Douglas Quick But Unlucky in Germany

The first young New Zealand karter to earn a spot on the grid of the FIA Karting Academy Trophy Series, Jacob Douglas from Christchurch, was quick but ultimately unlucky at the opening round of the 2019 series at Wackersdorf in Germany over the weekend.

Jacob Douglas in Germany on the weekend (pic – Fast Company/Umberto Fraenkel-Sportinphoto)

The 13-year-old former two-time New Zealand Vortex Mini ROK class champion qualified in 9th place (out of a field of 51) for the Final but crashed out of that race on only the second lap when hit by another competitor.

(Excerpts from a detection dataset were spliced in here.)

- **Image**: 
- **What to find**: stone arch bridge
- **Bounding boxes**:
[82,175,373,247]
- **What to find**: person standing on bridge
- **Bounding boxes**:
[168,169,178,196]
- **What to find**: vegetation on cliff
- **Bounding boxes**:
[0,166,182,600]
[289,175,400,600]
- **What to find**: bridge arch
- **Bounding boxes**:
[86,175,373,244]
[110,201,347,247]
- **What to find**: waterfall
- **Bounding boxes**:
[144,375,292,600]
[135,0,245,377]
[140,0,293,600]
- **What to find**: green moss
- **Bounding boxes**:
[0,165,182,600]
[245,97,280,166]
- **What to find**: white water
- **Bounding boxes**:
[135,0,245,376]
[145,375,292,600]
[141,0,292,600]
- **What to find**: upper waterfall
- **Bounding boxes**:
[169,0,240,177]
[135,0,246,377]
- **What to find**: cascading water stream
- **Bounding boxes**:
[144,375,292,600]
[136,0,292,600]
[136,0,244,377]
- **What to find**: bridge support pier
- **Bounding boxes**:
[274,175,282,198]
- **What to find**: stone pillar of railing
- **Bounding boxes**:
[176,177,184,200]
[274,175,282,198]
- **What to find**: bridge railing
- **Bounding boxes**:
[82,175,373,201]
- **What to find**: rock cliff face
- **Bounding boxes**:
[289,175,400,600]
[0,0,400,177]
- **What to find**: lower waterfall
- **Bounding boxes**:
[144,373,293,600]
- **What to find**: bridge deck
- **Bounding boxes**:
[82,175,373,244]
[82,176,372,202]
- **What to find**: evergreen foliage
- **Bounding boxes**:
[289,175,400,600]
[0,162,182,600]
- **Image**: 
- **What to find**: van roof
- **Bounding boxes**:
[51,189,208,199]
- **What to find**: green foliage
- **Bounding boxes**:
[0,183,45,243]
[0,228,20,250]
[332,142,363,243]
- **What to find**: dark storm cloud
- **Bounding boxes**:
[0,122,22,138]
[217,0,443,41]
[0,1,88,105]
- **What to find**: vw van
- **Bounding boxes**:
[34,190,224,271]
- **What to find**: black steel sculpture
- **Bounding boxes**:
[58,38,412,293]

“Yes, it was an unfortunate way to end what was looking like being a stand out weekend,” said top Kiwi karter Tiff Hamilton, who travelled to Germany with Douglas. “Jacob had the pace to move up in the dry as he had shown with Top 3 fastest times in Free Practice but got turned around by another competitor as he overtook them at turn 4 on lap 2 of Final.

“ Obviously, Jacob was disappointed, because he was looking forward to having the extra track time to show his true pace.”

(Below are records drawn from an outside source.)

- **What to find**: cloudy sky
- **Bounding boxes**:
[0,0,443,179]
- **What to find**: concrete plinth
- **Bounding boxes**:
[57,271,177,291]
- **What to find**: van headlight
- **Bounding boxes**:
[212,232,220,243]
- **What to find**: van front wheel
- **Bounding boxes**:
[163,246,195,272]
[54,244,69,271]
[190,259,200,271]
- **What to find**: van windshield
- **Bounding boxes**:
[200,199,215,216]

On track at Wackersdorf (pic – Fast Company/Umberto Fraenkel-Sportinphoto)

The lack of track time, particularly when it rained, was an issue for a driver who had to fly in from so far away without the benefit of any prior practise. Though Douglas was quickly on the pace in the dry in Practise on Friday, setting the 6th quickest time in his group in his second session and the 2nd quickest time in the third.

So close was the field in their identical karts, in fact, that the 51.491 second lap time which earned the young Kiwi the 21st quickest lap time on Friday was just 0.267 of a second off pole!

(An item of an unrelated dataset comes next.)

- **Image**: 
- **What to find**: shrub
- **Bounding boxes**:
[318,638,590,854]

He then stepped up a notch through Saturday’s Qualifying Heat races, with a 9th in the first, then 7th placings in the next two.

With a 10th in the final Qualifying heat race on Sunday morning that earned him his top 10 spot (P9) in the Final, a result which Tiff Hamilton says was as good an indication as any of how the weekend went.

“The mixed conditions all weekend, not to mention not a lot of track time meant it was a tough and steep learning curve. Particularly in the wet conditions the Europeans were tough to beat, not only because of their experience with the track but also the amount of rubber that goes down. Yet Jacob took it all in his stride and showed pace from the very first session.

“He also performed with a sensible head in the Heats as he was aware how tricky it is to even make the Finals at these events. In one of the Heats, for instance, he was on slicks with a full wet track.”

It’s a big ask for a 13-year-old to travel to the other side of the world to compete at the highest level but it is typical of Jacob that when asked about the weekend his first thought was about those at home who had helped get him there.

“It’s been a dream of mine for a few years now to race at the highest level of karting in Europe and I’m just like to thank everyone at KartSport New Zealand and their sponsors Carter’s Tyre Service and The Giltrap Group for helping me take this step. I’m sorry I didn’t get to finish the Final this time but I’ll be trying even harder to get a result everyone can be proud of at the next round.”

Despite the crash in the Final Jacob’s good work earlier in the weekend meant that he is still 17th overall (out of 50) in the Trophy Academy rankings after the first round, with the second at the Sarno track in Italy in June, then the third and final one at Lonato (also in Italy) in September.